The Most Common Mistakes You're Making While Using A Flat-Top Grill

While some backyard barbecuers prefer a good old fashioned charcoal kettle grill just like grandpa had, others prefer all the modern conveniences, and if there's one thing you can say about a flat-top grill, it's not only convenient, but is also incredibly versatile. Sure, there may be a few purists who sniff and say "that's not a real grill" due to its lack of grates, but a flat-top will allow you to cook just about anything you could cook on a stove top out in the fresh air and sunshine instead. On a hot summer day, or even a beautiful breezy spring one, the fact that you're cooking outdoors is all that really matters.

BBQ Guys points out a few more advantages of using a flat-top instead of a more traditional grill. They say flat-tops produce more even heat, aren't too smoky, and require less added oil, so the food you cook is healthier than if you used a grated grill. You can also cook multiple dishes at once, or even have your guests get involved in cooking their own dinners to order. While using a flat-top is fairly easy, nothing is entirely foolproof, so Mashed spoke with barbecue expert Remy Forgues, a Culinary Arts chef-instructor at the New York campus of the Institute of Culinary Education, for some advice on what not to do when using this type of grill.

Don't skip the fat altogether

While flat-top grills may not need to be oiled to the same extent as do grill grates, you will still need to use a little bit of lubricant. Forgues says that the flat top needs to be preheated and then lightly oiled before each use, and also says that the food cooked on the grill should also be given a light coating of oil to make sure it doesn't stick.
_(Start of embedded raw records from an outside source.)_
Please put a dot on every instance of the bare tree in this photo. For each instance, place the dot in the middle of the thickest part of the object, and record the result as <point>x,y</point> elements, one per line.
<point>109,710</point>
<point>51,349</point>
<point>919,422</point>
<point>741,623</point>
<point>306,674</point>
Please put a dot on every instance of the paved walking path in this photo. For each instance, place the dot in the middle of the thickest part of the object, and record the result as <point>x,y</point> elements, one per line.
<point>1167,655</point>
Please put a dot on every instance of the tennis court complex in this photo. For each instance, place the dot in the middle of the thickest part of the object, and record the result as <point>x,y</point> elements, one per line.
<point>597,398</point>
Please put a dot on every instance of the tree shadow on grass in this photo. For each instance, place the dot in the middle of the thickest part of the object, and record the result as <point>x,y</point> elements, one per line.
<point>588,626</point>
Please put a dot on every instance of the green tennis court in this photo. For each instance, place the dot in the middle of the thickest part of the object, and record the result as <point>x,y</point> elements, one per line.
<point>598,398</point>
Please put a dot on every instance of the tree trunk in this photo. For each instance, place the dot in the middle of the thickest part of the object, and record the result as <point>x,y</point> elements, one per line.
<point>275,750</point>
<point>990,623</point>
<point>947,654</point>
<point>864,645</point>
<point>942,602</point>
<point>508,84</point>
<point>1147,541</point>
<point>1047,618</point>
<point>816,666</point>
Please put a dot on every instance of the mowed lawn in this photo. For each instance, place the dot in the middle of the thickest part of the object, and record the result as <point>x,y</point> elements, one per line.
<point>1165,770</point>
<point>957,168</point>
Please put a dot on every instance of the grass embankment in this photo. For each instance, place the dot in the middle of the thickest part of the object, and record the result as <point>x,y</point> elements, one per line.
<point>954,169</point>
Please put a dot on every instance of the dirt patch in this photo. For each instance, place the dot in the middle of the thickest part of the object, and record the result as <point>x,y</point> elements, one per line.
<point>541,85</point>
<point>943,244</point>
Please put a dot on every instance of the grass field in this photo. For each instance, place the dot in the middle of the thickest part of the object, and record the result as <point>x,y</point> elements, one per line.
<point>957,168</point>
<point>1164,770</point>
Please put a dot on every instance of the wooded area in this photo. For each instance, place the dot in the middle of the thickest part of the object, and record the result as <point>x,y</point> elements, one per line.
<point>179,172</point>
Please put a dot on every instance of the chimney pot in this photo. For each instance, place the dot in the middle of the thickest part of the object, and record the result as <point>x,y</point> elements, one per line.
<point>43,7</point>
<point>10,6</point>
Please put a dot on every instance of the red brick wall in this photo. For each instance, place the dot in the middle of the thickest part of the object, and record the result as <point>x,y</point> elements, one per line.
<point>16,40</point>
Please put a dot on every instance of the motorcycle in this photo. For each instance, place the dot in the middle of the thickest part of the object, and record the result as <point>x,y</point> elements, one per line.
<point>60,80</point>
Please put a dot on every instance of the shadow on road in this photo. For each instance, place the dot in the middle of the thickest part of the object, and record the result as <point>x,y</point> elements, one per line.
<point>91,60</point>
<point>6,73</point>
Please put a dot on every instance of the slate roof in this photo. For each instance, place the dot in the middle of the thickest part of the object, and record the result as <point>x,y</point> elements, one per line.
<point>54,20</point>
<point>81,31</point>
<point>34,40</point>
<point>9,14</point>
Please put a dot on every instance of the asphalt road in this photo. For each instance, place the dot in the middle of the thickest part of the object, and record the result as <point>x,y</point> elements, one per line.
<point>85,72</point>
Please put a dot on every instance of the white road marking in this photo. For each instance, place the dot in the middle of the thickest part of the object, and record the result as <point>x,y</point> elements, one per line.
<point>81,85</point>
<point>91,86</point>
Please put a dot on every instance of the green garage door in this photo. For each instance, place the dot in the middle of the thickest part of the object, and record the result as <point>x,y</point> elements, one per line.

"In the Culinary Arts classes that I teach at ICE," Forgues tells us, "everything that goes onto the grill is first quickly marinated in a mixture of oil and acid." The excess marinade is then removed before the food goes on the grill because, as Forgues explains, "As the food cooks, extra fat will be released, especially from meat, so it is important to scrape it off the grill so the fat does not overheat or create smoke. "

Don't keep moving the food

While grilling may seem to be a more hands-on method of food preparation than, say, roasting something in an oven, where you pretty much set it and forget it, there's still such a thing as getting too handsy with your food. As Forgues advises us, "Once the food is on the grill, leave it undisturbed." The reason for this, he says, is that "If you frequently check it, you will never be able to create a nice brown crust." What's more, you'll also increase the chances of having the skin tear.

A better way of checking your meat for doneness, rather than poking it and prodding it, is to use a meat thermometer. Forgues also suggests using a timer, since he says that once you've cooked a certain food at a certain grill setting, you can expect that a similar food at a similar thickness will be done in the same amount of time.

Never grill cold food

As an experienced or semi-experienced griller, or even someone who's read a few grilling tips, you should know by now that a grill must be preheated before cooking in much the same way as an oven does. What you may not know, however, is that the food you plan to grill must also be, well, not exactly pre-heated, but at least allowed to take the chill off. As Forgues advises, "Avoid grilling food straight from the fridge because it will steam rather than sear, making it impossible to create a char."

What you should be doing instead is to take the food out of the refrigerator prior to grilling it. Forgues suggests that 10 to 20 minutes of out-of-fridge time ought to do it, depending on the size and thickness of the food. Don't let the food sit out for too long, though, since this poses a danger of contamination. According to the USDA, no type of perishable food should ever be left at room temperature for longer than two hours, or one hour if the temperature is 90 degrees or above.

Don't forget to take advantage of the different temperature settings

One of the best things about using a flat-top grill is that it has different temperature zones. Forgies says you should definitely make use of these, and not just leave the whole grill set at the same temperature. He tells us that usually the hottest grill burner is the one on the left, while the lower, cooler zones are to the right. The hottest side should be used for searing, and then the food can then be moved to a lower heat to finish up. 

Not only will using the flat top grill's hotter and cooler zones give you more versatility while cooking, but Forgues also says that "working this way also allows you to grill at a faster pace." What's more, it may even prevent a potential problem. "If all the burners are set to the max," Forgues warns, "there is a chance the food may burn before it is fully cooked."